Clinton along with Cedar, Dubuque, Jackson and Delaware counties will be considered for low-income federal loans as the letter is passed on to farm services as approved by the Clinton County Board of Supervisors on Monday.

“This is definitely needed,” Supervisor Jill Davisson said. “The drought has been one of the worst I’ve ever lived through.”

If the drought follows a usual pattern it should continue three more weeks, according to State Climatologist Harry Hillaker.

There are two methods by which a county meets USDA qualifications for Secretarial disaster designation. A county automatically qualifies if it is categorized as being in a “severe drought” according to the U.S. Drought Monitor for eight consecutive weeks during the growing season.

Once the USDA Farm Service Agency determines that a county demonstrates a 30 percent production loss of at least one crop countywide, FSA notifies the Illinois Department of Agriculture.
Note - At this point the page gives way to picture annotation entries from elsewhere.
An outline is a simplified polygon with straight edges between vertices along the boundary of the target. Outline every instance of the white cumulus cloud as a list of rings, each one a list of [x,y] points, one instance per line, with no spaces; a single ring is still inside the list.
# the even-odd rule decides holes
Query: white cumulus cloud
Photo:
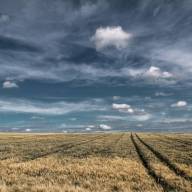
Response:
[[[125,103],[123,103],[123,104],[113,103],[112,108],[115,110],[118,110],[120,112],[134,113],[134,109],[132,109],[132,107],[130,105],[125,104]]]
[[[96,30],[91,40],[95,43],[96,49],[101,50],[106,47],[115,47],[117,49],[126,48],[131,34],[127,33],[120,26],[100,27]]]
[[[18,85],[12,81],[5,81],[3,82],[3,88],[5,89],[18,88]]]
[[[178,101],[177,103],[174,103],[171,106],[172,107],[185,107],[185,106],[187,106],[187,102],[186,101]]]
[[[100,129],[103,129],[103,130],[109,130],[109,129],[111,129],[111,126],[105,125],[105,124],[100,124],[100,125],[99,125],[99,128],[100,128]]]

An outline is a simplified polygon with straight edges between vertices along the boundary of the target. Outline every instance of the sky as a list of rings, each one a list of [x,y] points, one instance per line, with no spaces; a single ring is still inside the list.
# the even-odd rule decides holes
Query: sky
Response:
[[[0,0],[0,131],[191,132],[191,0]]]

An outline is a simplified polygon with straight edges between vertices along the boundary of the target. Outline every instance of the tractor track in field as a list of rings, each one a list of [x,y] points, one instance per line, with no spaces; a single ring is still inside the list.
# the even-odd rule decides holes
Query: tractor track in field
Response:
[[[103,154],[115,154],[116,152],[115,151],[111,151],[110,149],[112,148],[112,146],[114,146],[113,148],[116,148],[116,146],[119,144],[119,142],[121,141],[122,137],[125,135],[125,133],[122,133],[121,135],[119,135],[118,138],[115,139],[115,141],[112,141],[110,142],[109,144],[107,144],[103,150],[97,150],[96,153],[97,154],[100,154],[100,153],[103,153]]]
[[[58,146],[54,147],[53,149],[51,149],[51,151],[43,153],[43,154],[37,154],[34,157],[32,157],[30,159],[27,159],[26,161],[32,161],[32,160],[36,160],[36,159],[46,157],[46,156],[49,156],[49,155],[52,155],[52,154],[56,154],[56,153],[62,152],[64,150],[68,150],[68,149],[71,149],[73,147],[79,146],[79,145],[90,143],[92,141],[95,141],[97,139],[101,139],[103,137],[107,137],[107,135],[99,135],[97,137],[93,137],[93,138],[90,138],[90,139],[81,140],[81,141],[79,141],[77,143],[71,142],[71,143],[65,143],[65,144],[62,144],[62,145],[58,145]]]
[[[131,133],[131,141],[135,147],[135,150],[139,156],[139,159],[145,169],[147,170],[148,175],[158,184],[160,185],[165,192],[176,192],[178,191],[175,186],[169,184],[162,176],[156,174],[156,172],[153,170],[152,166],[150,165],[149,161],[147,160],[144,152],[137,144],[136,140],[134,139],[133,134]]]
[[[111,148],[115,148],[118,143],[121,141],[122,137],[124,136],[125,133],[119,135],[117,138],[115,138],[113,141],[107,143],[106,140],[102,141],[102,147],[99,147],[98,149],[93,151],[93,154],[100,154],[100,155],[112,155],[115,152],[111,151]],[[90,155],[90,150],[85,151],[85,152],[81,152],[78,154],[78,156],[86,156],[86,155]]]
[[[173,138],[173,137],[170,137],[170,136],[165,136],[165,138],[168,139],[168,140],[172,140],[174,142],[183,144],[185,146],[191,146],[192,147],[192,141],[186,141],[186,140],[184,141],[184,140]]]
[[[137,134],[135,134],[137,139],[148,149],[150,150],[164,165],[166,165],[170,170],[172,170],[177,176],[180,176],[188,181],[192,181],[192,177],[187,175],[183,170],[181,170],[177,165],[175,165],[169,158],[164,156],[161,152],[157,151],[151,145],[147,144],[142,140]]]

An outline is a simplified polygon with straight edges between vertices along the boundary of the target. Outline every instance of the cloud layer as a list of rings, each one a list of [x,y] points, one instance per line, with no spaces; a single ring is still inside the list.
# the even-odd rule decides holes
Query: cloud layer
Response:
[[[130,38],[131,34],[125,32],[121,26],[117,26],[96,29],[95,35],[91,40],[94,41],[97,50],[102,50],[106,47],[124,49],[128,46]]]

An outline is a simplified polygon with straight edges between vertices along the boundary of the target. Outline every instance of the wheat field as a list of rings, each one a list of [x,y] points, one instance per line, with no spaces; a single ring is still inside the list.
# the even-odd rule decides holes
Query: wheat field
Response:
[[[0,191],[191,192],[192,134],[0,134]]]

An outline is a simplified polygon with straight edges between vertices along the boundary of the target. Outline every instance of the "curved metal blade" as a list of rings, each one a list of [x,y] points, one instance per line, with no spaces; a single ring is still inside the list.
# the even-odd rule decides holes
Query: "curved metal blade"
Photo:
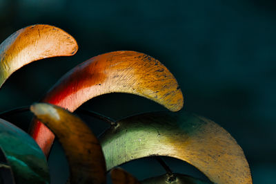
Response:
[[[34,104],[31,111],[57,135],[68,160],[70,183],[106,182],[106,162],[101,145],[82,120],[48,104]]]
[[[77,49],[76,40],[57,27],[37,24],[20,29],[0,45],[0,87],[26,64],[47,57],[72,55]]]
[[[17,183],[50,183],[46,159],[35,141],[12,124],[0,119],[0,147]]]
[[[135,51],[108,53],[77,66],[42,102],[74,111],[93,97],[114,92],[141,95],[173,111],[181,109],[184,103],[172,74],[158,60]],[[37,121],[33,122],[30,134],[48,155],[55,136]]]
[[[100,138],[108,170],[150,156],[175,157],[217,183],[251,183],[235,139],[214,122],[184,111],[151,113],[118,122]]]
[[[139,181],[132,175],[121,168],[117,167],[111,170],[111,179],[113,184],[139,184]]]
[[[7,158],[0,147],[0,183],[15,184],[12,167],[10,166]]]
[[[173,173],[172,175],[164,174],[161,176],[147,178],[141,181],[142,184],[207,184],[207,183],[192,176]]]

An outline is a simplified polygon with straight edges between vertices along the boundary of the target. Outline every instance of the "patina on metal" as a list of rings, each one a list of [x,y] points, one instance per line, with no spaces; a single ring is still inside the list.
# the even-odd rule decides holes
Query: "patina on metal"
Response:
[[[0,87],[24,65],[43,58],[70,56],[77,49],[76,40],[59,28],[37,24],[20,29],[0,45]]]
[[[101,145],[81,119],[49,104],[34,104],[30,109],[52,131],[63,148],[70,166],[70,183],[106,183],[106,167]]]
[[[48,164],[41,149],[28,134],[3,119],[0,119],[0,147],[16,183],[50,183]]]
[[[12,169],[7,158],[0,147],[0,183],[15,184]]]
[[[170,111],[184,104],[181,89],[172,74],[157,59],[135,51],[116,51],[94,57],[67,73],[42,102],[70,111],[87,100],[106,93],[128,93],[154,100]],[[37,120],[30,134],[46,155],[55,135]]]
[[[244,151],[226,130],[185,111],[157,112],[118,121],[100,137],[108,170],[150,156],[186,161],[216,183],[252,183]]]
[[[111,179],[113,184],[140,184],[132,175],[121,168],[116,167],[111,170]]]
IDOA and the Governor’s office work together and submit a letter to ask that the county be granted Secretarial disaster designation.

Chairman Brian Schmidt had an issue with the letter, which allows livestock to feed on conservation lands under certain guidelines and receive supplemental hay.

“This dilutes the hay market,” Schmidt said. “Government intrusion is not always good.”

The supervisors voted to dismiss the supplemental hay part of the letter. Supervisors agreed that the disaster declaration would help, but would not solve the problems of the severe drought.

“Low-interest loans are a pain and take weeks to fill out,” Davisson said. “There are lots of ramifications of this drought such as farmers not buying new equipment and everyone suffering, especially those on food stamps. It’s a domino effect and everyone is affected by it. We are signing the letter to help, but low-interest loans are not the answer.”